A few of the reviews complain that the arc story of the game is less compelling than its subsidiary vignettes. I think I agree with the observation, but didn’t really mind. One of the implications of Neo Cab‘s structure and content is that low level, daily human connection is the real substance of life, and the context in which most kindness occurs. Not everything is, or needs to be, a grand heroic act. And some of Lina’s own motivations and feelings are allowed to emerge subtly, over the course of multiple conversations with different passengers.

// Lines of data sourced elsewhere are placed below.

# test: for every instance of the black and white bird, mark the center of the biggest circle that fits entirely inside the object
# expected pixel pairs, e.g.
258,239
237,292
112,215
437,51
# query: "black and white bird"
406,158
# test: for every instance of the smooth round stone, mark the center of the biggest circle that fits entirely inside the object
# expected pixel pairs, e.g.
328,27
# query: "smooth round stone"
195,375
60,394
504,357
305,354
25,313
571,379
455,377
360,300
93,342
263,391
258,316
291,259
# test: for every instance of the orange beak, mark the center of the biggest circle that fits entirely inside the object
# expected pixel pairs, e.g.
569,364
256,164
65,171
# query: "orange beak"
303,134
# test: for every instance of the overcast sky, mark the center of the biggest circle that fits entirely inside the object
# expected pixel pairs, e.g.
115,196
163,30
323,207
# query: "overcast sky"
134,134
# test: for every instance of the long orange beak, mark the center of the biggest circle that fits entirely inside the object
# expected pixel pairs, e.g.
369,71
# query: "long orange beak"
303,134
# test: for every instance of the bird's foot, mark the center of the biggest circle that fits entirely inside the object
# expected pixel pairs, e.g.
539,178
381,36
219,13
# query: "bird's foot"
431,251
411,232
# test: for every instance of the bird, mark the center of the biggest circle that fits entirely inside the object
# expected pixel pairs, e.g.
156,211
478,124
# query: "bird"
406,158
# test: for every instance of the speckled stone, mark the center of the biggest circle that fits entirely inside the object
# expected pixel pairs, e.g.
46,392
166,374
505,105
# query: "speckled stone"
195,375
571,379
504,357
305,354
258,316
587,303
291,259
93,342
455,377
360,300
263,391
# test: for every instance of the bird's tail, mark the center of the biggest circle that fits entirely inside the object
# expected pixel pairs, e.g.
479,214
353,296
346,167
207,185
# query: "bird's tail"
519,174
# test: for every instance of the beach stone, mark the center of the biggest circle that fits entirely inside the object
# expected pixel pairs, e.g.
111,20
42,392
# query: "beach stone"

Perhaps for that reason, the part of the game that clicked least well for me was a late-game confrontation with our friend Savy. Structurally, I could see what this segment was doing — establishing a changed relationship between me and her, and also calling back to a lot of specific choices I’d made earlier in the game. But it ran a bit long and melodramatic for my tastes, with a number of exchanges of dialogue that didn’t really advance the argument in a new direction.

I felt like the Lina I’d been playing would just have rolled her eyes and left the room well before the scene was over.

That’s a minor complaint about an experience that I otherwise quite enjoyed, though — and perhaps someone who had a different conception of Lina’s character, or a different portfolio of past gameplay choices, would have experienced it very differently.

Overall, I suspect this piece is likely to appeal to a lot of the same folks who enjoy choice-based interactive fiction — the user experience is way more deluxe than your typical Twine game can offer, but there’s a strong commitment to the narrative, characters, and setting. And the writing team includes several well-known authors of IF, including Bruno Dias and Leigh Alexander.